私も最初の仕事こそ得意ジャンルであるキャラクターデザインを担当することができましたが、次に来たのは正直全く知見や経験値のないジャンルの版権のお仕事でした。一口にイラストと言ってもジャンルは様々です。マンガやアニメ、オシャレなグラフィック、絵本のような可愛らしい絵、絵画のような重厚な絵…自分の絵のスタイルや好みと全く違ったものを求められ続け辞めてしまったという話はこの業界ではよく聞く話です。

現実にはひとつのプロジェクトにはたくさんのお金やそれを支える多くの人の意向があり、私たちクリエイターの「こういうの描きたい」という希望はなかなか通ることがありません。「好きなもの」を仕事にするということは「好きではないもの」へのある程度の対応力とそれなりの覚悟が必要になります。好きなものが近くにあるのに手が届かないというのはなんとも歯がゆいものです。

好きだからこそ、盛大に傷つく

それがどんなものであっても、好きなものを人に否定されると傷つきます。ましてそれが幼いころから好きでやってきたことだったり、人生をかけてやってきたことであればなおさらです。好きなものを仕事にすると、そうでない仕事をやるよりもずっと傷つくことが多くなるのは間違いありません。
仕事となれば自分の意向だけではどうにもならないことだらけです。自分がつくったものを否定されたり、変更を求められたり、唐突に明日から別の仕事をしてくれない?なんてことすらあります。仕事はこちらの心に配慮なんてしてくれないのです。ことあるたびに傷ついていたら好きなことを仕事にはしていられません。改善できる反省点のみ受け取り、あとは他責にするくらいの気持ちでないと心を消費しすぎるのです。「ちょっとあの人とは趣味が合ってなかったかもね!」といった感じに。

好きだから続ける。好きだから辞める。

私は好きでこの業界に居続けていますが、逆に好きだからこそ辞めていくクリエイターもいます。好きなことは自分にとって聖域といっていい場所です。純粋に心から楽しんで生き甲斐にするべきものを仕事として差し出すことは聖域を明け渡すことでもあります。何度も言いますが、仕事にすればつらいことも悲しいことも日常として起こるものです。

昔は自分の趣味をたくさんの人に共有する場というのはなかなかありませんでしたが、最近ではSNSで簡単に共有できます。そこにはプロ並み、またはそれ以上の技量を持ちながらそれを趣味とし、普段は全く別の仕事をしているという方を多く見かけるようになりました。彼らは純粋に自分が楽しむための活動をしています。常識の範囲内であれば誰に制限されるものでもないし、好きなことを好きなだけやればいいのです。それはとても賢い選択に思えます。

仕事とすれば自分の好きなものを見失うこともあります。
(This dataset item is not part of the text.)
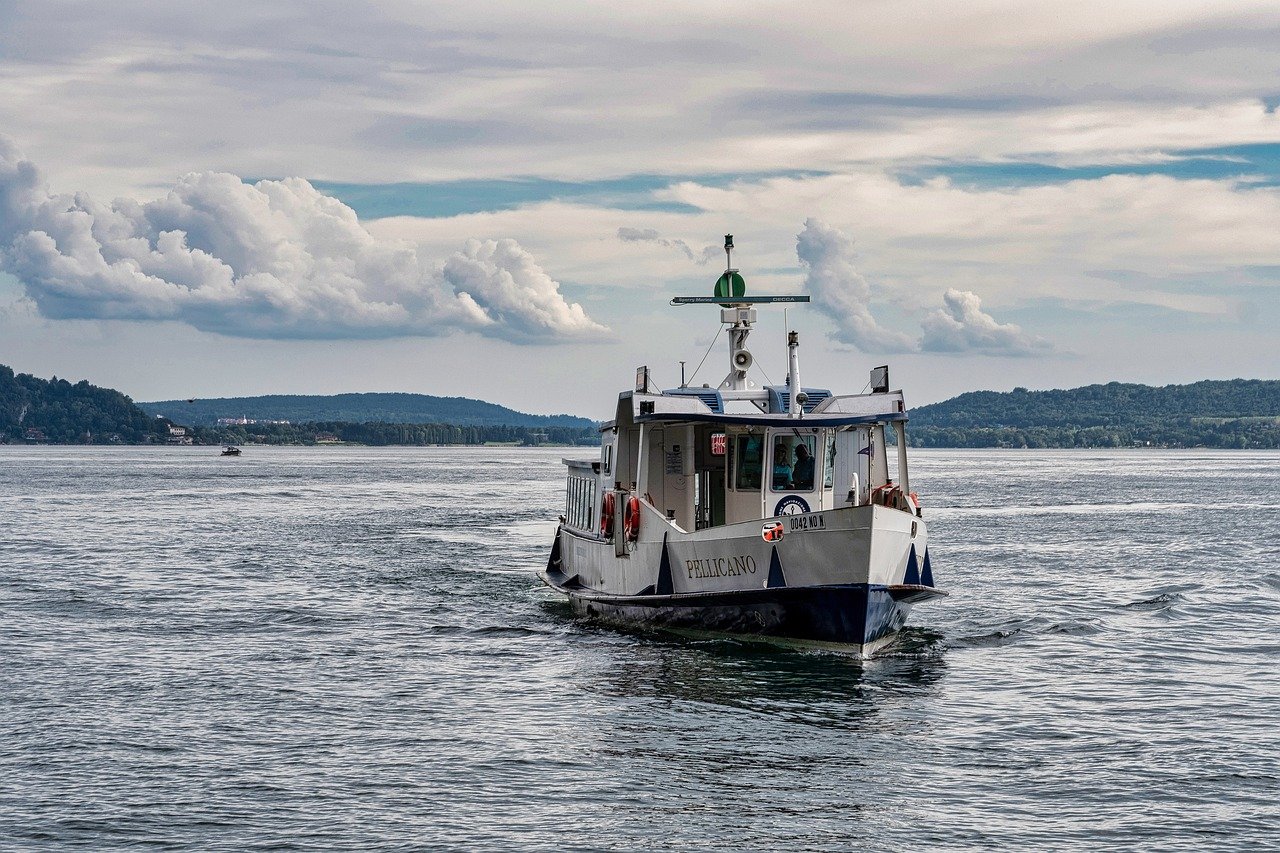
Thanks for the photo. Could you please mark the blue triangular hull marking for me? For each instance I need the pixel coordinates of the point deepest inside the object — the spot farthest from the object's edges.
(663, 585)
(776, 576)
(913, 569)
自分の好きなものを守るためにあえて別の道を選択するということも正しい選択なのだと思います。

結局幸せなのか、不幸せなのか?

ここまでなかなか厳しい現実を露呈してきましたが、見事にネガティブワードばかりです。なぜこのような記事になったのかというと、それだけ大変な思いをしたクリエイターをたくさん見てきた経験があるからです。
私自身、今でも思い出しただけで心が重たくなるようなことがいくつもありました。17年間好きなことを仕事にしてきたはずですが、本当に好きな絵を描いていたというのはおそらく10年に満たないくらいです。ちなみに現在私が仕事のメインにしているのは「オシャレなグラフィック」ですが、正直自分が得意だと言えるジャンルではないです。数年後にはまたどんなものを描いているのか想像もつきません。笑

しかし今はそれも楽しいと感じています。この歳になってもいまだに成長の余地があると考えられるのは面白いことです。自分で好きなようにやっているだけでは絶対にできない体験を17年間してきました。才能はないとしてもやれることは増えたし、どのような案件が来ても「なんとかしますよ」と言い切るだけの自負があります。好きの原動力と経験値の積み重ねでなんとかここまでやってこれたのです。
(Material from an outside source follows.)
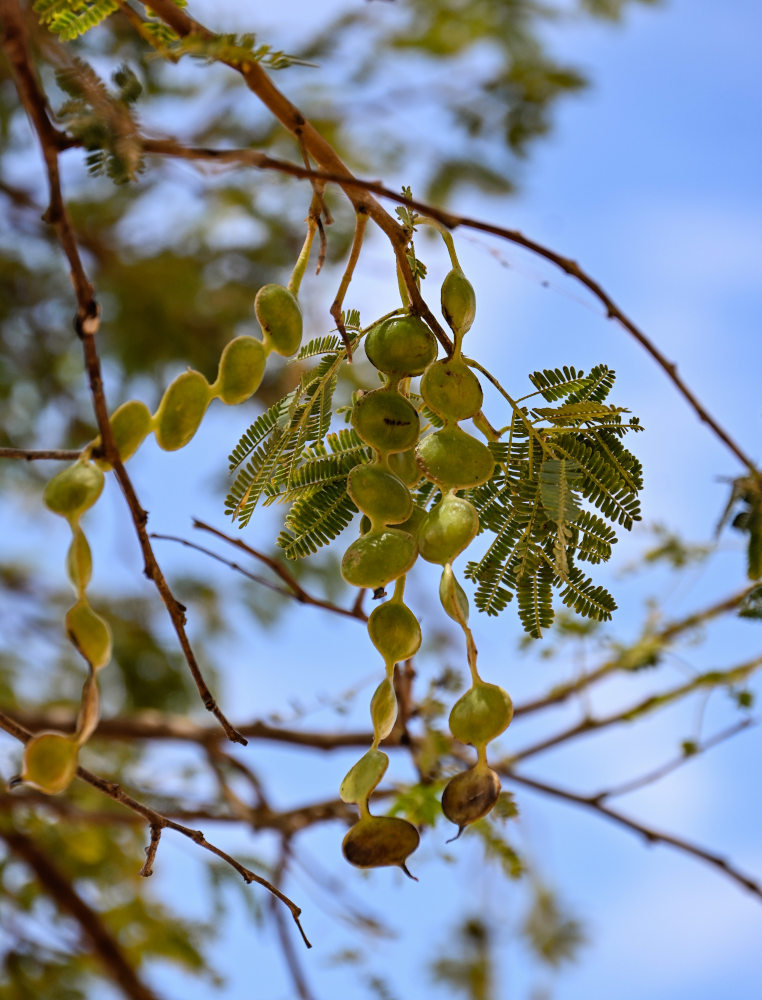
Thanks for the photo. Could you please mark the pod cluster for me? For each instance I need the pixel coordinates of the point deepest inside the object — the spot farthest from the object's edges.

最近、自分の「好き」の正体について気づいたことがあります。これはたぶん「執着」なんだな、と。悪い意味でつかわれがちな執着ですが、愛着と言うには少し違う気がします。愛しくて憎らしいのが自分の仕事なのです。

私はまだ当分はこの業界のあたりをうろうろするつもりです。そして利き手が無事に動いているうちはなにかしらを描き続けるんだろうな、と思います。なんにせよ、ひとつのことにここまで執着できる人生は幸せと言えるのではないでしょうか。
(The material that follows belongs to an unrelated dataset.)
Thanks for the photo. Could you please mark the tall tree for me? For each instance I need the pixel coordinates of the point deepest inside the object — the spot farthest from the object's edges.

これから好きなことを仕事にしたいと考えている方にとって参考になったかどうかはわかりませんが、自分の執着度合いがどれくらいのものなのか?ということも考えてみると良いかもしれません。仕事にするしないを決めるのは自分ですが、どちらも間違った道ではありません。ぜひ自分の「好き」を大切にできる道を歩んでほしいと思います。